FEATURE: County's farmers welcome robust message from Lincolnshire Police

The chairman of Lincolnshire's National Farmers' Union, Mark Leggott, was on hand to see the hare courser's car going into the crusher and was heartened that the county's police force mean business.
Sending out the right message. Mark Leggott NFU chairman for Lincolnshire. EMN-170224-151142001Sending out the right message. Mark Leggott NFU chairman for Lincolnshire. EMN-170224-151142001
Sending out the right message. Mark Leggott NFU chairman for Lincolnshire. EMN-170224-151142001

Mr Leggott said: “The illegal hare coursers need the cars to commit the crime, as well as the dogs. They are driving these vehicles across our fields and causing damage to our crops and potentially affecting our livelihoods. We are very pleased to see this action and hope it is the beginning of a long line of cars being crushed because as a farming community we are abolutely at our wits’ end as to how we are going to deal with illegal hare coursing and deer poaching.”

Mr Leggott said increasingly the coursers bring vehicles onto the land to flush the hares out for the dogs, making a lot of mess.

He said: “It is getting more aggressive.

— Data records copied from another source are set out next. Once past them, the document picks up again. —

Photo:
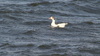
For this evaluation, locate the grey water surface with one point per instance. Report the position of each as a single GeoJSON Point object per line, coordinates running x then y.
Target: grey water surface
{"type": "Point", "coordinates": [25, 28]}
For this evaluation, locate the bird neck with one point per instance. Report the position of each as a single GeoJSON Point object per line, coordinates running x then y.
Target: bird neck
{"type": "Point", "coordinates": [53, 22]}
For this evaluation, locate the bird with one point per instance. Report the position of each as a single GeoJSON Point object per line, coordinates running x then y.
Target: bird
{"type": "Point", "coordinates": [54, 25]}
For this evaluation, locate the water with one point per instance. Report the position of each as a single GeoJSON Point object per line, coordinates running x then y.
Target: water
{"type": "Point", "coordinates": [25, 28]}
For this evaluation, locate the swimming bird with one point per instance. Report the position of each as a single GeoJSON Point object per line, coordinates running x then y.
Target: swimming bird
{"type": "Point", "coordinates": [54, 25]}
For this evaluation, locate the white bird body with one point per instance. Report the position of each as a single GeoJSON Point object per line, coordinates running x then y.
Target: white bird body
{"type": "Point", "coordinates": [60, 25]}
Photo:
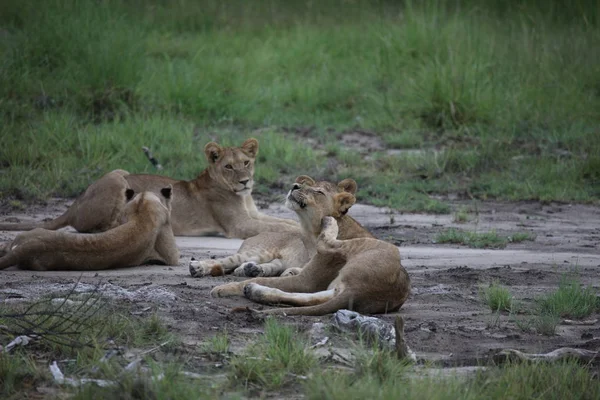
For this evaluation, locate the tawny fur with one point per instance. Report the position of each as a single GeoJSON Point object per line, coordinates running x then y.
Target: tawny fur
{"type": "Point", "coordinates": [273, 254]}
{"type": "Point", "coordinates": [218, 201]}
{"type": "Point", "coordinates": [352, 270]}
{"type": "Point", "coordinates": [98, 209]}
{"type": "Point", "coordinates": [146, 236]}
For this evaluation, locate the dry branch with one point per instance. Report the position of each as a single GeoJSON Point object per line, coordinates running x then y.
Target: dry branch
{"type": "Point", "coordinates": [582, 355]}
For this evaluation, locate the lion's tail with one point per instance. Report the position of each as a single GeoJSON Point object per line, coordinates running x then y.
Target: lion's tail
{"type": "Point", "coordinates": [341, 301]}
{"type": "Point", "coordinates": [8, 260]}
{"type": "Point", "coordinates": [56, 223]}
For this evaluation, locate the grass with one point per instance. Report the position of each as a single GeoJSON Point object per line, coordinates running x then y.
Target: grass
{"type": "Point", "coordinates": [275, 364]}
{"type": "Point", "coordinates": [571, 300]}
{"type": "Point", "coordinates": [481, 240]}
{"type": "Point", "coordinates": [497, 297]}
{"type": "Point", "coordinates": [525, 381]}
{"type": "Point", "coordinates": [274, 360]}
{"type": "Point", "coordinates": [218, 344]}
{"type": "Point", "coordinates": [499, 100]}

The gangs are getting larger. We understand in one instance they brought a drone with them to film the hare coursing. But to have up to 50 males, possibly most with a criminal record, threatening farmers, their wives and families, it becomes very distressing to have to watch this go 
on without being able to stop it.”

He said this car being crushed was symbolic of Lincolnshire Police and the courts trying to do more to negate the problem of hare coursing, but he accepted the cars were generally cheap and the gang members would normally all chip in to buy a replacement.

Police wildlife officer Pc Nick Willey said another knock on effect was that farmers, fed up with getting the coursers on their land, were organising hare shoots, dramatically reducing the population of wild brown hares in the country.